Recuerdo un cartel electoral no sé si de unas autonómicas andaluzas, o sabe Dios. Tampoco soy capaz de acordarme del partido al que pertenecía. Da lo mismo. Decía Lo que de verdad importa. Ese era el lema de campaña. Un buen lema. Hacía referencia a algo implícitamente convenido por la mayoría. ¿Qué es lo que de verdad importa, si uno se pone a pensar en elecciones, candidatos, estado general de las cosas? Pues eso, claro. Ya me entiendes. Sí, sí. Etcétera.
El caso es que se me vino a la mente el otro día viendo el telediario. La enésima noticia sobre el narcotráfico, La Línea, Algeciras y el Campo de Gibraltar. A cada nota la violencia de los delincuentes se eleva un grado. También la sensación de impotencia que transmite la policía. Que varios fulanos armados hasta los dientes asalten un cuartel de la Guardia Civil, o un hospital, y se lleven a un tío de la cama, o saqueen el depósito judicial, es una cosa grave. No parece centrar la atención de la nación: PP y Ciudadanos llevan un mes diciéndose no sé qué. Algo importantísimo, me figuro.

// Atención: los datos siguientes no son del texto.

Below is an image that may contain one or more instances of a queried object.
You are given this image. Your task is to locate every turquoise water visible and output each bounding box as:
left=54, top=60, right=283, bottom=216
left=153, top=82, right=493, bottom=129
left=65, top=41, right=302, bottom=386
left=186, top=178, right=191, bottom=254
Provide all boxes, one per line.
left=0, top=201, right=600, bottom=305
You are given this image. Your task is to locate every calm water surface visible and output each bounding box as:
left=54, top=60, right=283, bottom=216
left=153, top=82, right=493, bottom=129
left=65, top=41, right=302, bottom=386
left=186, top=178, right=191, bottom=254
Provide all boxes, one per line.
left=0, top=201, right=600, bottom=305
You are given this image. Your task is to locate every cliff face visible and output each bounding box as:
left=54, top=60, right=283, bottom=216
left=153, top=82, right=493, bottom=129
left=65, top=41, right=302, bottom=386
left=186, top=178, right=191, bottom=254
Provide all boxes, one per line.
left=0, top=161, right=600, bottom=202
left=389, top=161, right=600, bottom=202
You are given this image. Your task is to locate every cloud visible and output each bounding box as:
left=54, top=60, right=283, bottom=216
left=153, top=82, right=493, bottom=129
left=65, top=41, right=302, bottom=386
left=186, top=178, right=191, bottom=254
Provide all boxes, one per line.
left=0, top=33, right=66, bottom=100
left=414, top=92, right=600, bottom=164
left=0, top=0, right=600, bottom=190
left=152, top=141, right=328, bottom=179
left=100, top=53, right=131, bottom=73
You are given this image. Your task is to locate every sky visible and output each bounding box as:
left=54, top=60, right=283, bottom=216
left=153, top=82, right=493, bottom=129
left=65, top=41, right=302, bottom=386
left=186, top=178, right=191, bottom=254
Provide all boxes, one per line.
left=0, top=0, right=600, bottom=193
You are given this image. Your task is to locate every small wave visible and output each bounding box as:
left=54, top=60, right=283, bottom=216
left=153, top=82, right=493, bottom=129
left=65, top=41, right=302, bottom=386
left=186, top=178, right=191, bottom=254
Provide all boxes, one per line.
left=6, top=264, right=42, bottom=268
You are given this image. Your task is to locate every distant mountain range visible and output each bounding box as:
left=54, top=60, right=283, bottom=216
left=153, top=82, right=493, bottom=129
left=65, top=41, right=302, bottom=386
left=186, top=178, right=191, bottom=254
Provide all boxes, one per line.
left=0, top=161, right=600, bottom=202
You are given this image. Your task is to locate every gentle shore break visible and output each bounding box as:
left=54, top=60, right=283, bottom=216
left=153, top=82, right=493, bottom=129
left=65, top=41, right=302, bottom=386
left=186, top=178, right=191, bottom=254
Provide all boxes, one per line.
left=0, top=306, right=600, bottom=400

La verdad es que no me interesa. Hace poco me dijo un político que si el trabajo del zapatero es hacer zapatos y el del panadero, hacer pan, el del político es ganar elecciones. Me lo dejó todo claro sin necesidad de leerme el Fouché de Zweig. El sur de la provincia de Cádiz, es decir, el talón de España, se está convirtiendo en su retrete y lo está haciendo a la velocidad de la luz. Algunos lo comparan ya con Sicilia o Catania, con las superestructuras mafiosas que construyeron allí -siguen en pie- un Estado dentro del Estado, que es lo peor que le puede pasar a un país; lo cierto es que de un par de años a esta parte el aumento de imágenes hollywoodienses en las calles de esas ciudades que rodean Gibraltar está siendo harto significativo.
Han muerto policías, se han cercado comisarías, casi se bajan helicópteros de la Guardia Civil y grosso modo el Estado ataca con palos y cuchillas, torpemente, sin estrategia más allá de la policial, a gente que va montada en platillos volantes. Es una guerra perdida que ha de librarse, no obstante. También pasan cosas en el mundo, aunque le parezca mentira al españolito que debate entusiasta la última gilipollez de Pedro Sánchez, el cambio de flequillo de Anna Gabriel o la penúltima tour de force catalanista, siempre plus ultra en la búsqueda inasequible del bochorno. Algo más abajo de Algeciras y de Ceuta el reino que mantiene a la misma Ceuta y a Melilla, y a unos cuantos trozos de tierra española más que a nadie en España le importan un carajo, como territorios marroquíes irredentos, se mueve peligrosamente cerca de la órbita ruso-iraní.
En el Congreso diputados y periodistas de cámara cabildean a cuento de los presupuestos, que terminarán aprobándose a mayor gloria de nacionalistas vascos y navarros, que son uno y trino; o bastardean a la opinión pública con la última hora de una cuita infantil y vergonzosa librada a golpe de tuit y de canutazo a mediodía (que le viene bien a Ferreras) entre los dos partidos que posibilitan que haya un Gobierno en España. Aunque, honestamente, como si no lo hubiera.